Ketika masih kuat, Mbah Satuni mencari nafkah dengan menjadi tukang pijat. Usia yg menggerogoti Mbah Satuni ternyata melemahkan kemampuan fisiknya. Bisa jadi semangatnya tetap berkobar, namun tidak didukung fisik yg mumpuni.
"Sakniki pun boten kuat tenagane. (Sekarang tenaganya telah tak kuat)," kata Mbah Satuni.
Saat ini, Mbah Satuni beserta si sulung yg mengidap gangguan jiwa, dan si bungsu yg yg lumpuh dan buta praktis mengandalkan kebaikan hati para tetangga. Kondisi keluarga Mbah Satuni, menurut Ali Rahmadi, Tenaga Kesehahteraan Sosial Kecamatan (TKSK) Gajah, Demak, kondisinya memang memprihatinkan.
Dia bersama teman-teman dari PKH (Program Keluarga Harapan), mendapati keadaan Mbah Satuni seperti itu, setelah menyisir bagi melihat keadaan di lapangan terkait permasalahan sosial. Untuk menolong kehidupan ekonominya, Mbah Satuni sudah diusulkan bagi mendapatkan PKH lansia.

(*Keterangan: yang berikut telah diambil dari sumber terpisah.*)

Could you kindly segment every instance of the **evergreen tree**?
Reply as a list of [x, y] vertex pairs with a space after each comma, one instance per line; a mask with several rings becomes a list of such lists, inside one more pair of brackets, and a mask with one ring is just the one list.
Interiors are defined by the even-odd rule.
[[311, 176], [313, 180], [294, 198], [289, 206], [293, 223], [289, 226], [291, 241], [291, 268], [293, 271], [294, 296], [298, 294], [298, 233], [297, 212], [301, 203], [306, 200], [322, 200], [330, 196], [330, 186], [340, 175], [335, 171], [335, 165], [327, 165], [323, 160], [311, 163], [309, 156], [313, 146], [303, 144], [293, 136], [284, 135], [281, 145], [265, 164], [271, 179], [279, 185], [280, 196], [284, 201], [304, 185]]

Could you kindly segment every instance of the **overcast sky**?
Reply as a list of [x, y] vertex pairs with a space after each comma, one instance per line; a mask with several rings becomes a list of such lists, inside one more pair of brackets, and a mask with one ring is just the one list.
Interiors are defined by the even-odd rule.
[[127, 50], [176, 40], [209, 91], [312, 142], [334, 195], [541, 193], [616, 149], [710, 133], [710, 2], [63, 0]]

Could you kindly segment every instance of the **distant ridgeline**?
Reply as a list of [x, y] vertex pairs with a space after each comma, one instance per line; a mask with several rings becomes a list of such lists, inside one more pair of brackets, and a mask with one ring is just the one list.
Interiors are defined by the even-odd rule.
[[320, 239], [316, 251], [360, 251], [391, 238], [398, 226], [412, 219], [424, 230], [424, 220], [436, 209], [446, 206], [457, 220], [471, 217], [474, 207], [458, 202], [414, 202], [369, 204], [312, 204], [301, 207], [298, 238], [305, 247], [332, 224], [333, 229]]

"Alhamdulillah, pada tahun 2017 ini Mbah Satuni sudah masuk PKH, dananya juga telah diterimanya," kata Ali.
Sedangkan buat bedah rumah Mbah Satuni, sudah diusulkan ke Universitas Islam Sultan Agung (Unissula) Semarang yg sedang menangani Program Desa Sejahtera Mandiri (DSM) yg digagas oleh Kemensos.
Hidup Mbah Satuni memang ibarat medan perang. Namun, apakah peperangan itu? Barangkali kutipan puisi Goenawan Mohamad ini dapat mewakili pikiran Mbah Satuni.
“Katakan kepada saya,
apakah yg paling menyakitkan
dari perang? Kekalahan?
Atau kebencian?”
Source : liputan6.com
Terimakasih sudah membaca: Janda Tua di Demak Ingin 2 Anaknya Meninggal Duluan
Berkomentarlah yang baik sopan dan relevan,jangan menyimpang dari topik !!!